Glossary

characteristics

In manufacturing and AS9102 contexts, characteristics are specific, measurable features or requirements of a part, material, or process that must be verified.

In industrial and aerospace manufacturing, characteristics commonly refer to specific, measurable features, properties, or requirements of a part, material, or process that must be defined, produced, and verified. Characteristics are typically derived from engineering drawings, specifications, or customer requirements and are used as the basis for inspection and quality records.

What characteristics include in manufacturing

In regulated and aerospace environments, characteristics often include:

  • Dimensional characteristics: lengths, diameters, hole locations, flatness, position, and other geometry called out on a drawing.
  • Material and physical characteristics: alloy or resin type, hardness, tensile strength, grain direction, surface roughness, coating thickness.
  • Functional characteristics: performance-related requirements such as pressure rating, flow rate, torque, electrical resistance, or continuity.
  • Process characteristics: parameters that must be controlled in the process, such as heat-treat cycle, cure time and temperature, torque values, or test conditions.
  • Key or critical characteristics: a subset of characteristics that have significant impact on safety, fit, function, or regulatory requirements and often require enhanced control and documentation.

Characteristics are usually identified and numbered during drawing review or ballooning, then referenced in inspection reports, first article inspection (FAI) forms, and electronic records in MES, QMS, or inspection systems.

Characteristics in AS9102 and First Article Inspection

In the context of AS9102 First Article Inspection, characteristics are the individual drawing or specification requirements that must be verified and documented for the part being qualified.
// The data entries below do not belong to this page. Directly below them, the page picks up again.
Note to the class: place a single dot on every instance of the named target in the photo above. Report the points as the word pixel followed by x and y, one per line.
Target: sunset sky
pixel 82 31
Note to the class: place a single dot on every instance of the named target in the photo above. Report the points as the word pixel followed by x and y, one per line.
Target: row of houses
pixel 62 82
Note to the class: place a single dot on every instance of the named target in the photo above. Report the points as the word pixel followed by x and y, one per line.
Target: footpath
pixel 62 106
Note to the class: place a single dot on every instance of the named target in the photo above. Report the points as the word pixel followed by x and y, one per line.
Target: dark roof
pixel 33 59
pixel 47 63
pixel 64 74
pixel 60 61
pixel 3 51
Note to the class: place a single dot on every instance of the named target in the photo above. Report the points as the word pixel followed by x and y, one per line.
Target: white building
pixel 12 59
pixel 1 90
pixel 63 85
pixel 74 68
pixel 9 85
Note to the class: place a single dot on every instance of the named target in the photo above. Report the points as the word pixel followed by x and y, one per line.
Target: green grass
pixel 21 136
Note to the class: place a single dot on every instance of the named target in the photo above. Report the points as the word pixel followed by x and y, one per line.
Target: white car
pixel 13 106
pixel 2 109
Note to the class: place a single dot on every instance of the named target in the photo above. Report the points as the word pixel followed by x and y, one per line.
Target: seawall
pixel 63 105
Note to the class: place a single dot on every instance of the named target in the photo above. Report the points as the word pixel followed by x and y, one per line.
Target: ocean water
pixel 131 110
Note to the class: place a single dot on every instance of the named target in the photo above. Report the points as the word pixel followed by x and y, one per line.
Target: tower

Each characteristic is:

  • Linked to a drawing or specification callout (often via a balloon number).
  • Described in an inspection report (for example, AS9102 Form 3 fields).
  • Associated with actual measured or observed results and the status of acceptance.

Consistent handling of characteristics is important for traceability, change control, and auditability across parts, suppliers, and revisions.

Operational role of characteristics

Operationally, characteristics are used to:

  • Define what must be checked at receiving inspection, in-process inspection, and final inspection.
  • Configure inspection plans, sampling plans, and electronic checklists in MES or quality systems.
  • Support root cause analysis and nonconformance investigation by tying defects back to specific failed characteristics.
  • Maintain evidence for internal and external audits by showing requirements, results, and dispositions.

Common confusion

Characteristics vs. tolerances: A characteristic is the feature or requirement itself (for example, hole diameter), while a tolerance is the acceptable variation for that characteristic (for example, 10.00 mm ± 0.05 mm).

Characteristics vs. requirements: “Requirements” is a broader term that can include process, documentation, and regulatory obligations. Characteristics usually refer to the specific, measurable technical or process features that are checked to confirm those requirements are met.

Tie-back to AS9102 audit risk context

In AS9102-related audits, gaps often involve how characteristics are identified, ballooned, transferred between PLM, MES, and QMS, and documented in FAI packages. Incomplete, inconsistent, or mismatched characteristic lists and results can create traceability issues and increase audit risk.